I don't understand why some people think that giving in is a form of manipulation. It's really just idiocy. One of my classmates was telling me the other night about one of her ex-boyfriends. She was telling me about how manipulative he was and what she was doing in retaliation. If you can even call it that. She decided that she would be annoying and clingy to make him go away. She basically played into his hands. Did everything that he wanted her to. Became his little bitch. And then she is goes on about how she made his life a living hell so that he would leave. Yet he had demoralized her to the point where she could no longer do anything on her own.
And she was proud of this.
At least that was the impression that I got from her.
I hesitate to call her a friend for this and quite a few other facts. She is very...closed-minded. Pathetic, to say in the least, and quite simple. Nice to debate with though. It's nice to find someone who sticks to their guns and doesn't group think. Even if they are stuck in the proverbial box.
After she tells me about this story (before hand I had mentioned that I am quite good at manipulating situations and people), she asks me to manipulate some random fact out of her. I told her frankly that if I am manipulating, I spend weeks to months with one single thing. Impatience is a virtue that I have the privilege to behold, so if I want to know a random fact, I will just ask very bluntly. I wouldn't go through the trouble of trying to get an idea into someone's head or making them do what I want for something trivial or pointless.
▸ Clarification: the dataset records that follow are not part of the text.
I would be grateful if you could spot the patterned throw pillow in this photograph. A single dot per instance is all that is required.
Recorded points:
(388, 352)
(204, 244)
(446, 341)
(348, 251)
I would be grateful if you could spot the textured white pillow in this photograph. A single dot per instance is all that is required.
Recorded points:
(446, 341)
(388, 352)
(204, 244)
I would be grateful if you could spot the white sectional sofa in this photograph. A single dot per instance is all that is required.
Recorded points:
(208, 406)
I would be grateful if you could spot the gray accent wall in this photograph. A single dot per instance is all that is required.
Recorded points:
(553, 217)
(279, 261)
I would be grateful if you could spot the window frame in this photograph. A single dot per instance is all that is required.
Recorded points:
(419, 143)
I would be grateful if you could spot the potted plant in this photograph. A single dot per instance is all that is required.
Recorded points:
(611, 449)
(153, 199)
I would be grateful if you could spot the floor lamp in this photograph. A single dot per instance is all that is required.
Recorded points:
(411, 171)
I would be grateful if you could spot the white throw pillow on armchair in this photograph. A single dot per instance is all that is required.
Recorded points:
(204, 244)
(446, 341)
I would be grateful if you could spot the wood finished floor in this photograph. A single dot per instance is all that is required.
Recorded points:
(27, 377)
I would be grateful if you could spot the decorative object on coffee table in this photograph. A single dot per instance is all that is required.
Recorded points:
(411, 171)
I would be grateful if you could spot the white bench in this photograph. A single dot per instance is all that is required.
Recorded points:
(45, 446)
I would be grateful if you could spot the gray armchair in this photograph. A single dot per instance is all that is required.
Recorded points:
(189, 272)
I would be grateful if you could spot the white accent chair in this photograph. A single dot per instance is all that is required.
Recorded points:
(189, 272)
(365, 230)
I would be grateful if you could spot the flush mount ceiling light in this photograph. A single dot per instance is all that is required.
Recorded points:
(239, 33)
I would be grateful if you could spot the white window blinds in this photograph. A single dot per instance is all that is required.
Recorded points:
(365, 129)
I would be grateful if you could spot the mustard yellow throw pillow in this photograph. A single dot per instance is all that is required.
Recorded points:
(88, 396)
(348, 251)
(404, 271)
She, I do believe, thinks that I'm full of bullshit.
Which is precisely what I want her to believe. Ah, that joys of establishing doubt. One of the easiest ideas to manipulate.
I have also shown her that I possess intelligence. We did math homework together. She copied my work and I ended up not only correcting her homework, but answering all the questions that I had about our previous assignment in doing so. And she is the one going into engineering. This worries me slightly, but isn't of too much concern to me.
Enough of my infernal ranting. I needed to get this sorted in my mind before tonight. So that I'm not talking gibberish and bitching at the bar and confusing everyone.
I will leave you with this though, dear readers: there is no box.